Fundamentally, in a free economy, the organizational forms that survive are ones with benefits exceeding their costs (Fama and Jensen 1983a,b). Costs in turn are determined by technology and change over time. Chandler (1977) argued that the modern corporation became a viable form of organization (and the dominant form in some sectors) as a consequence of the decline in mass production costs due to technological advances, together with declines in transportation and energy costs. Adopting Chandler's logic, we should expect a particular organizational form to be prevalent when its technologically determined costs are low and to grow relative to other forms when its costs are declining relative to the costs of other forms.

To understand that the zones of viability for single and collaborative free innovation are growing over time requires only that one understand that design and communication costs for individuals have been decreasing due to exogenous technical trends, and that this is likely to continue.

Very generally, reductions in the cost of design in many fields are being driven by the rapidly declining cost and the increasing quality of personally accessible computer-based design tools. In fields where design is not implemented by digital methods, rapid progress in the development of field-specific tools is having the same effect. For example, in do-it-yourself biology, simple and powerful techniques to manipulate the genome are enabling individuals with little training to engage in genetic engineering and innovation (Delfanti 2012).

Reductions in communication costs for free innovation projects have been largely Internet-enabled. As in the case of design tools, "virtual reality” tools, and other new communication-related tools not yet envisioned, will extend the scale and scope of free innovation and diffusion. The central technological trend appears to be always toward increased fundamental understandings leading quickly or eventually to important capability advances accessible to household sector innovators.

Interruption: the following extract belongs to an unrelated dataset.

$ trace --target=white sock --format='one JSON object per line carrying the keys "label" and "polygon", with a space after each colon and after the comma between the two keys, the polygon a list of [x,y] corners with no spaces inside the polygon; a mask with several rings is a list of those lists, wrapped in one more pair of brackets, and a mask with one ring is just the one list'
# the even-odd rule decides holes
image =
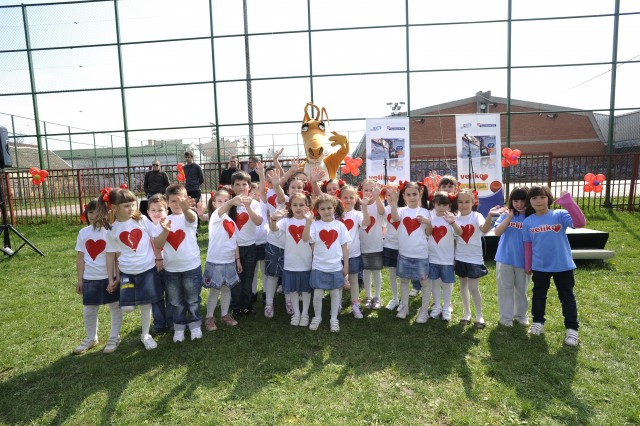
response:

With respect to production of physical products based on free designs, technical trends are increasingly empowering householders to complete the full development process by putting what they have designed into physical, usable form. As was mentioned earlier, personal and commercial production machines increasingly have the ability to produce a single unique item at a cost no higher than the cost per unit of a stream of identical items made with the same machines (Pine 1993; Tseng and Piller 2003).

In net, as a consequence of these exogenous technical trends, producer innovators—and innovation researchers and policymakers— increasingly must understand and contend with free single innovators and collaborative innovation projects as developers of innovative products, processes, and services (Benkler 2006, Baldwin and von Hippel 2011). To visualize the effect, imagine that figure 3.3 was populated with numerous points, each representing an innovation opportunity. As design and communication costs fall, each point moves down and to the left. Because of this general movement, some innovation opportunities would leave the region where only producer innovation is viable and cross into a region where single free and open collaborative innovation are also viable.

Although not all designs are equally affected, Baldwin and I believe that declining computation costs, communication costs, and singleunit production costs are having enough of an effect across the economy to change the relative importance of the three different models of innovation discussed in this chapter.